Hmmmm. Your photo didn't attach. Could you try it again?

kathie-d Cake Central Cake Decorator Profile
kathie-d Posted 11 Mar 2011 , 4:17pm
post #3 of 10

The attachment didn't go through....

believer Cake Central Cake Decorator Profile
believer Posted 11 Mar 2011 , 5:26pm
post #4 of 10

Sorry, hope it work this time!

believer Cake Central Cake Decorator Profile
believer Posted 11 Mar 2011 , 5:32pm
post #5 of 10

okay what am i doing wrong?

kathie-d Cake Central Cake Decorator Profile
kathie-d Posted 11 Mar 2011 , 5:35pm
post #6 of 10

If it's from a webpage just copy and paste the address to your post.

believer Cake Central Cake Decorator Profile
believer Posted 12 Mar 2011 , 10:48pm
post #7 of 10

http://www.wedding-flowers-and-reception-ideas.com/unique-wedding-cake.html

Thanks Kathie! How do I attached the ribbons. I am using buttercream. Will the ribbon change color due to the grease.

Thanks!

kathie-d Cake Central Cake Decorator Profile
kathie-d Posted 13 Mar 2011 , 1:56am
post #8 of 10

I am presuming you are talking about the one with Minnie and Mickey on the top....from what I am reading the ribbon on that cake is made from sugar...are you planning to do it with just regular ribbon?

Marianna46 Cake Central Cake Decorator Profile
Marianna46 Posted 14 Mar 2011 , 2:42am
post #9 of 10

I think the comment about the spun sugar ribbons is actually for the next cake down. I'd think seriously about covering the cakes in fondant and gluing the ribbons on with royal icing. I'd be afraid the curly ribbon would absorb grease from the buttercream where it was attached.

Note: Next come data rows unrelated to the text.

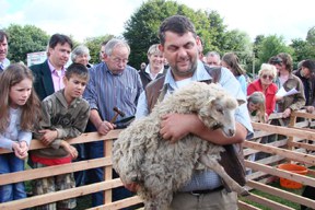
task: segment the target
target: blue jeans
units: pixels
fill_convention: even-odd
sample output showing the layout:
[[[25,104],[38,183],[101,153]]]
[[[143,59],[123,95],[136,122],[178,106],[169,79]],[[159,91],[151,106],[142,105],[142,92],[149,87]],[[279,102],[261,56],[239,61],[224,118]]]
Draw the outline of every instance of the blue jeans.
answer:
[[[91,124],[91,121],[88,122],[85,132],[95,132],[97,131],[96,128]],[[104,158],[104,142],[103,141],[94,141],[85,143],[85,155],[86,160],[91,159],[100,159]],[[118,175],[113,170],[113,178],[117,178]],[[93,184],[104,180],[104,170],[103,167],[92,168],[86,172],[86,183]],[[124,198],[128,198],[133,196],[131,191],[126,189],[125,187],[118,187],[113,189],[113,201],[120,200]],[[104,205],[104,191],[98,191],[95,194],[92,194],[92,206],[97,207]],[[132,208],[125,208],[124,210],[132,209]]]
[[[24,171],[24,160],[18,159],[14,153],[0,155],[0,174]],[[24,183],[0,186],[0,202],[26,198]]]
[[[85,150],[89,159],[98,159],[104,156],[104,144],[103,141],[89,142],[85,144]],[[104,180],[104,170],[102,167],[93,168],[88,171],[89,177],[88,183],[98,183]],[[118,175],[113,170],[113,178],[117,178]],[[118,187],[113,189],[113,201],[120,200],[133,196],[131,191],[125,187]],[[104,191],[92,194],[92,206],[97,207],[104,205]],[[128,209],[128,208],[126,208]]]
[[[78,158],[72,162],[85,161],[86,160],[85,143],[74,144],[74,148],[78,150]],[[74,179],[75,179],[75,187],[85,185],[86,172],[85,171],[74,172]]]

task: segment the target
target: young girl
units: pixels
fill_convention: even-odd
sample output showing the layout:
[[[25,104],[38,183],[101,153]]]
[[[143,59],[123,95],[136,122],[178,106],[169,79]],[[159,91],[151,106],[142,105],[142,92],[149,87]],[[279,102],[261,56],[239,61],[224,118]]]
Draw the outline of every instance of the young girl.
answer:
[[[0,174],[24,170],[32,130],[39,121],[40,102],[33,91],[32,71],[21,63],[10,65],[0,74]],[[25,198],[24,183],[0,186],[0,202]]]

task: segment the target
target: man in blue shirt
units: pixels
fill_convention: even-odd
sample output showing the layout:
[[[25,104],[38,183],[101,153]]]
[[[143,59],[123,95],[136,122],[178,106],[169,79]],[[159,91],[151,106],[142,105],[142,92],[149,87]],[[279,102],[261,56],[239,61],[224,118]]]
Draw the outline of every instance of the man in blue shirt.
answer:
[[[103,55],[104,62],[93,66],[90,69],[90,81],[83,94],[91,107],[90,125],[88,131],[97,131],[100,135],[107,135],[114,128],[124,128],[124,122],[110,122],[115,116],[114,107],[125,114],[125,117],[135,116],[140,93],[143,91],[140,75],[137,70],[127,65],[130,55],[129,45],[122,40],[113,38],[105,45]],[[121,116],[117,118],[120,120]],[[88,159],[104,156],[103,141],[86,144]],[[91,171],[89,178],[92,182],[101,182],[104,177],[102,168]],[[115,175],[114,175],[115,177]],[[122,187],[124,188],[124,187]],[[114,189],[113,200],[130,196],[125,189]],[[103,205],[102,192],[92,197],[93,206]]]
[[[170,70],[166,75],[155,80],[145,88],[139,98],[136,117],[140,118],[150,113],[154,104],[159,100],[163,100],[167,94],[172,94],[175,90],[188,84],[191,81],[218,81],[223,89],[234,95],[237,100],[246,101],[241,90],[240,83],[235,77],[226,69],[221,68],[215,78],[199,59],[198,48],[200,38],[197,36],[195,26],[186,18],[174,15],[167,18],[160,26],[160,50],[163,51],[170,63]],[[207,70],[208,69],[208,70]],[[161,96],[162,95],[162,96]],[[223,135],[221,129],[210,130],[195,114],[168,114],[164,116],[161,122],[160,133],[165,140],[180,141],[180,139],[194,133],[206,141],[222,144],[225,150],[236,154],[242,151],[241,143],[248,135],[253,132],[250,119],[248,116],[246,103],[241,105],[235,112],[236,133],[232,138]],[[241,149],[241,150],[240,150]],[[236,159],[238,154],[235,155]],[[244,170],[242,159],[232,160],[234,158],[229,154],[222,154],[222,166],[224,170],[233,174],[233,171]],[[240,162],[240,165],[226,166],[223,162]],[[229,165],[229,164],[228,164]],[[238,173],[238,172],[236,172]],[[231,174],[230,174],[231,175]],[[245,174],[240,172],[233,178],[240,180],[243,185]],[[238,179],[240,178],[240,179]],[[127,188],[135,190],[137,186],[128,185]],[[196,172],[190,182],[185,185],[180,191],[174,195],[171,209],[192,210],[192,209],[237,209],[237,195],[228,192],[223,187],[222,180],[218,174],[212,171]]]

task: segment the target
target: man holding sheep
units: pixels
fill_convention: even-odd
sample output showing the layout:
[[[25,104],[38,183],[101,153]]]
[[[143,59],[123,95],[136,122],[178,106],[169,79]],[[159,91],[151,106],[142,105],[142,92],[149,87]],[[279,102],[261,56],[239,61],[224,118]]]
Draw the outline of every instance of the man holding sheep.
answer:
[[[194,24],[182,15],[170,16],[160,26],[160,50],[163,51],[170,63],[166,75],[147,86],[138,101],[138,118],[149,115],[159,100],[172,94],[176,89],[191,81],[218,81],[228,92],[237,100],[246,101],[240,84],[233,74],[225,68],[218,71],[218,75],[210,73],[211,69],[203,66],[198,59],[198,47],[201,45]],[[160,133],[165,140],[180,141],[188,133],[199,136],[206,141],[224,145],[226,152],[221,155],[221,164],[238,184],[245,184],[242,159],[237,159],[240,148],[248,135],[253,132],[246,104],[241,105],[235,114],[236,133],[232,138],[223,135],[221,129],[208,129],[197,115],[168,114],[164,116]],[[236,158],[232,158],[235,155]],[[233,168],[231,168],[233,165]],[[127,188],[137,190],[137,185]],[[229,186],[228,186],[229,188]],[[171,209],[237,209],[237,196],[228,192],[218,174],[212,171],[196,172],[190,182],[174,195]]]

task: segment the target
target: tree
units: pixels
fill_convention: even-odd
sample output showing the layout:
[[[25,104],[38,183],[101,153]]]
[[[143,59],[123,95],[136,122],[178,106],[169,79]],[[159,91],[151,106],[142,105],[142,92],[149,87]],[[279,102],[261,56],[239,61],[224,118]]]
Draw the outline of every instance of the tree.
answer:
[[[315,47],[315,26],[308,30],[306,40],[307,43],[310,43],[312,46]]]
[[[10,36],[9,55],[11,61],[26,63],[28,52],[46,50],[49,36],[34,25],[11,24],[5,30]]]
[[[205,47],[205,50],[214,50],[219,54],[222,54],[224,51],[222,46],[224,46],[225,43],[224,33],[226,32],[228,26],[223,24],[223,19],[217,11],[210,11],[207,12],[207,14],[210,22],[209,33],[211,34],[211,37],[209,40],[207,40],[209,42],[209,49],[207,46]]]
[[[84,45],[90,49],[91,63],[100,62],[100,49],[103,42],[114,38],[114,35],[104,35],[96,37],[89,37],[84,40]]]
[[[301,38],[292,39],[290,46],[294,49],[298,62],[305,59],[315,59],[315,46],[312,46],[308,42]]]
[[[158,32],[161,22],[174,14],[188,16],[195,23],[197,34],[203,40],[210,38],[210,23],[206,12],[196,12],[176,1],[149,0],[143,2],[125,24],[124,37],[131,48],[130,66],[139,67],[141,62],[147,61],[149,47],[160,43]]]
[[[277,56],[279,52],[288,52],[293,57],[294,50],[290,46],[285,45],[282,36],[270,35],[261,40],[257,46],[258,48],[258,62],[259,66],[262,62],[268,62],[269,58]],[[293,57],[294,58],[294,57]]]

There's a way to avoid this with regular ribbon, which is to iron the ribbon between two sheets of waxed paper so that it has already absorbed the wax before you put it on the cake, but I think that would destroy the "curly" property of the curly ribbon and besides, there's just SO MUCH ribbon on that cake it would take you years! Really cute cake, though.

kathie-d Cake Central Cake Decorator Profile
kathie-d Posted 14 Mar 2011 , 3:22am
post #10 of 10

Marianna, now that I go back and look, you are absolutely right. I would definitely go with the fondant/ royal icing....even if your fondant work isn't great you won't see it anyway because of all the ribbon!